The government was already collapsing from within before yesterday’s bombing assassination of two or more cabinet-level figures at a strategy meeting. That must have been an inside job, if the bomb was too small to produce any visible damage to the building. The government account of the event lacks credibility, so no one really knows who did it. Was it the president himself, a government assistant, or one of the guards? The answer scarcely matters to those still on the inside. The important thing is that no one can trust anyone anymore. The president was seen on television tonight, but one has to wonder how much of the government is still operating.
And even it if were, what could it do? Its main strategy at this point is the use of random gunfire to keep citizens off the streets. But this also means that people can’t work. When people can’t work, eventually they can’t eat either, so it is a strategy that can’t be maintained for more than a matter of days.

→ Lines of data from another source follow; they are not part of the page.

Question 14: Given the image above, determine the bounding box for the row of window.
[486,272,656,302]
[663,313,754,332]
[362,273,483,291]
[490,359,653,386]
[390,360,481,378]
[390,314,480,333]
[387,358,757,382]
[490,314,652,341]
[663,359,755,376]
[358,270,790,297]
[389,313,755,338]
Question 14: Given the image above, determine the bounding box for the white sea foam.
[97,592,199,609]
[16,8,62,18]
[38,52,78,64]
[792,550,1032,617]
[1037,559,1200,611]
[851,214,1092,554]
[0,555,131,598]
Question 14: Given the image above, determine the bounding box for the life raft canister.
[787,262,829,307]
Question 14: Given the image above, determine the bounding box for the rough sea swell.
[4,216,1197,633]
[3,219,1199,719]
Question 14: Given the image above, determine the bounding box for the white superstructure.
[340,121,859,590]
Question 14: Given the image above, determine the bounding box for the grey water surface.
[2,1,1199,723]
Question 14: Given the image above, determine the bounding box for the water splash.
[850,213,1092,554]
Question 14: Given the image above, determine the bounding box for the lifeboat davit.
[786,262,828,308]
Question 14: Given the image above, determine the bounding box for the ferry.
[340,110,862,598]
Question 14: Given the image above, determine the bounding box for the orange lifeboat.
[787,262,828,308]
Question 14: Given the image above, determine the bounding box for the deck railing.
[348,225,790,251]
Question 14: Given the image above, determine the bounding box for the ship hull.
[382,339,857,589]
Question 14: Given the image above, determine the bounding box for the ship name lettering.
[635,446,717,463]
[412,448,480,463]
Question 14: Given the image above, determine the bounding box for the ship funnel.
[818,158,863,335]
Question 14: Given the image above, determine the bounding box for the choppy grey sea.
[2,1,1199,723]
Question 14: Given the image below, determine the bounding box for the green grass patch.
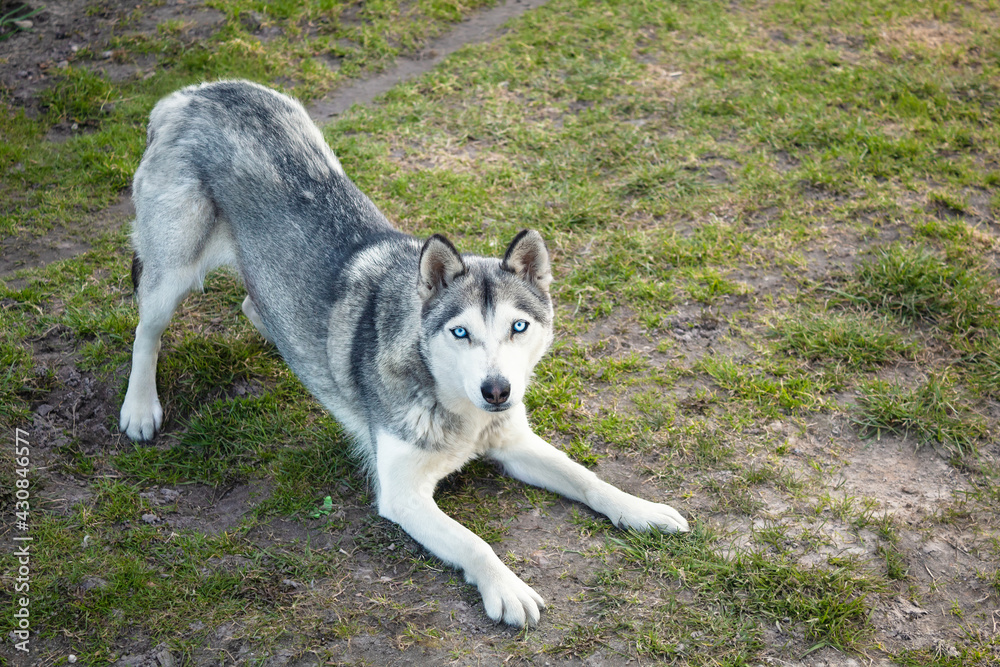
[854,374,987,456]
[672,424,734,470]
[699,355,832,418]
[116,391,349,497]
[959,337,1000,399]
[0,0,500,239]
[601,527,882,657]
[843,244,1000,334]
[771,310,915,369]
[1,507,341,662]
[877,543,909,581]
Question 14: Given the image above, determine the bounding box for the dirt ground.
[2,1,999,665]
[1,0,225,117]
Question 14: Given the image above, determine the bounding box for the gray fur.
[121,80,688,628]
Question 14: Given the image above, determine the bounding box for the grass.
[771,310,916,370]
[698,354,832,418]
[843,244,1000,334]
[2,0,999,663]
[579,527,882,661]
[961,337,1000,398]
[25,504,347,663]
[854,374,987,456]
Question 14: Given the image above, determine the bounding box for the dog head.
[419,230,554,414]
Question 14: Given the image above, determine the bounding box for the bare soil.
[1,0,222,115]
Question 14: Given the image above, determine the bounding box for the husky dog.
[120,80,688,627]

The government can’t expect any help from outside. Having spent a lifetime destabilizing its neighbors, it now lacks any routes to resupply itself. Perhaps its one remaining ally, Russia, might like to intervene, but there is no credible route in. People have been overstating the parallels between Syria and countries like Libya and Iraq, but there is one lesson from history that seems to apply equally well here: when a government goes into hiding, it is in its last days.